Defence counsel challenges the legality of the EFCC counsel.
The absence of the prosecution counsel on Thursday stalled the trial of former Aviation Minister, Femi Fani-Kayode, over an alleged N230 million money laundering charge.
Mr. Fani-Kayode was to stand trial on a 47-count charge before a Federal High Court in Lagos.
The trial could not continue as scheduled because the lead counsel to the Economic and Financial Crimes Commission, EFCC, Festus Keyamo, assigned a team of lawyers from his chambers to represent him. The team of lawyers was led by Vitalis Ahaotu.
The counsel to the accused, Ifedayo Adedipe, however, challenged the legality of Mr. Keyamo’s chambers to appear in court.
Mr. Adedipe said that Mr.

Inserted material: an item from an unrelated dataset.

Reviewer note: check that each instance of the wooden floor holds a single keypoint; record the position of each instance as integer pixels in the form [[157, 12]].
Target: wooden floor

Keyamo had no legal authority to delegate his law firm to practice on his behalf.
He cited Section 24 of the Legal Practioners Act, a 2007 Supreme Court decision in the case of Okafor vs Nweke, to back his argument.
“I object to the appearance of the chambers of Festus Keyamo by his team of lawyers to prosecute this case.
“Keyamo is not authorised under the Legal Practitioner’s Act to assign his chambers to practise,” Mr. Adedipe said.
However, the Prosecution Counsel, Mr. Ahaotu, urged the court to disregard the submission of the counsel to the accused, arguing that the counsel should have filed such submission so that they could give their reply.
Justice Rita Ofilli-Ajumogobia, consequently, adjourned the case till November 27 for further mention and told the accused counsel to file his application within two days.
The EFCC had on February 11, re-arraigned Mr. Fani-Kayode over alleged money laundering and financial impropriety to the tune of N230 million.
The former minister’s re-arraignment was consequent upon the re-assignment of the case to another judge, following the transfer of the former judge handling the matter.
Mr. Fani-Kayode was previously, arraigned on December 23, 2008. He pleaded not guilty and was granted bail in the sum of N200 million, with two sureties in like sum.
The EFCC stated that the former Minister committed the offences when he was in charge of the Ministry of Aviation and that of Culture and Tourism.
The commission said that the offences contravened the provisions of the Money Laundering (Prohibition) Act, 2004.